Khalid Al-Bari

From the Sea to the River... Who Reaps the Benefit?


I was recently surprised to watch a video dating back to June 2021 in which Yehya Sinwar calls on all Palestinians for a confrontation with Israel, with the aim to establish a state on the 1967 borders with Jerusalem as its capital, and secure the right of return for refugees.


The conditions he had set may have become difficult to attain, but he still admits in his statement that his ultimate goal is the two-state solution, which converges in principle with the demands of the moderate countries in the region, even if the means differ.


What makes me wonder in this video is not Yehya Sinwar, the man whom Israel blames for the October 7 operation that targeted the Israelis, and who is seen as responsible for pushing his people into a rut...

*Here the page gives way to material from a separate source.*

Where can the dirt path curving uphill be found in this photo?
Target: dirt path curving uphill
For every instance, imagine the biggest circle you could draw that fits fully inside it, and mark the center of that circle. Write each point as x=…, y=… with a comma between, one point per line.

What makes me wonder is a simple question: If Yehya Sinwar himself, who is currently at the top of the Israeli wanted list, is talking about the two-state solution, then who adopted the slogan, “From the River to the Sea,” in the demonstrations that swept the world, suggesting to public opinion that the Palestinians reject anything short of throwing Israel into the sea as an alternative?


To answer this question, I suspect two parties more than others, and I exclude one party that I have always made a target for my criticism.


The first suspect is the Iranian lobby, which is the main beneficiary of extinguishing any spark of hope for reaching a negotiated solution. Tehran does not hide this fact. The Supreme Leader recently spoke about how the region needed October 7 to stop attempts aimed at “normalization.” He means peace efforts between Arabs and Israel. He realizes that it radically changes the rules of the game, security-wise, economically, and in terms of balance of power, and contributes to the greater isolation of Iran and its tools.


It is in Iran’s interest to spread the word “impossibility” of the solution; otherwise, the value of the commodity - through which it invades neighboring markets on the one hand, and negotiates with the United States on the other - will decline. Hamas leaders spoke about the connection between the calm on the regional fronts and the alleviation of tension in Gaza.


The statement contains a clear, complementary message that the cards for a solution are in Tehran’s hands. Then, a third matching statement was made by the Iranian side, stating that the clash with America in the Middle East is a dispute over shares and quotas.


The ideological republic sees nothing but its expansionist goal, considers lives a natural price for achieving it, while threatening peace and security. It found in Hamas leaders those who watered the tree of its dreams with the blood of Palestinians.


The second suspect is the radical left. Iran has long used this category of secular ideologues and political Shiites as a means of conveying its message outside its traditional circles. The plan succeeded in Lebanon and Iraq, and found someone to embellish its image in other places. These former communists have a mixture of jihadist-like verbal radicalism and Brotherhood-like opportunism. They are encouraged by more rhetorical radicalism but they do not engage in clashes on the ground, neither do they pay a price.


With these two suspicious parties, Gaza turned into a deck of cards that were distributed among a larger number of players, many of whom saw in the extension of the war, and the chaotic situation accompanying it, a greater benefit than stopping it and saving the blood of the Palestinians.


This puts them in a different position than the Muslim Brotherhood, despite the apparent convergence of goals. The Muslim Brotherhood’s goal at the present time is not to promote the impossibility of a peaceful solution, but rather to preserve the Hamas group and ensure its foothold in any future arrangements.


Their electronic committees have noticeably calmed down on social media, realizing that what is currently happening does not resemble any previous confrontation. The Brotherhood focuses more on boycott campaigns, on exploiting the war to undermine the efforts of the regimes they oppose, on the continuation of the student movement, and on the scenario of Hamas’ victory in preparation for its continuation on the foundations of a new myth.


In short, prolonging the war is not the goal of the “Mother of Hamas,” but rather the objective of those pretending to embrace the group.


On the afternoon of October 7, the leaders of Hamas experienced a suspicious state of confusion that was not commensurate with the group’s existential adventure. This confusion, which reached the point of disavowing some of what happened, and trying to place the blame on infiltrating civilians, suggest that they were surprised by what happened, which made them lose even the natural ability to test the scenario before presenting it.


Their attempt at repudiation is implausible. An average citizen does not go on his own to a shooting area; he has no idea of ​​its scope and extent. This is a deliberate move, prepared by a regulatory body. This behavior implies the presence of a party whose interest is to cut off the line of return and the threads of a solution, and to create a horrendous tragedy from which the region will not wake up unless it gets enough.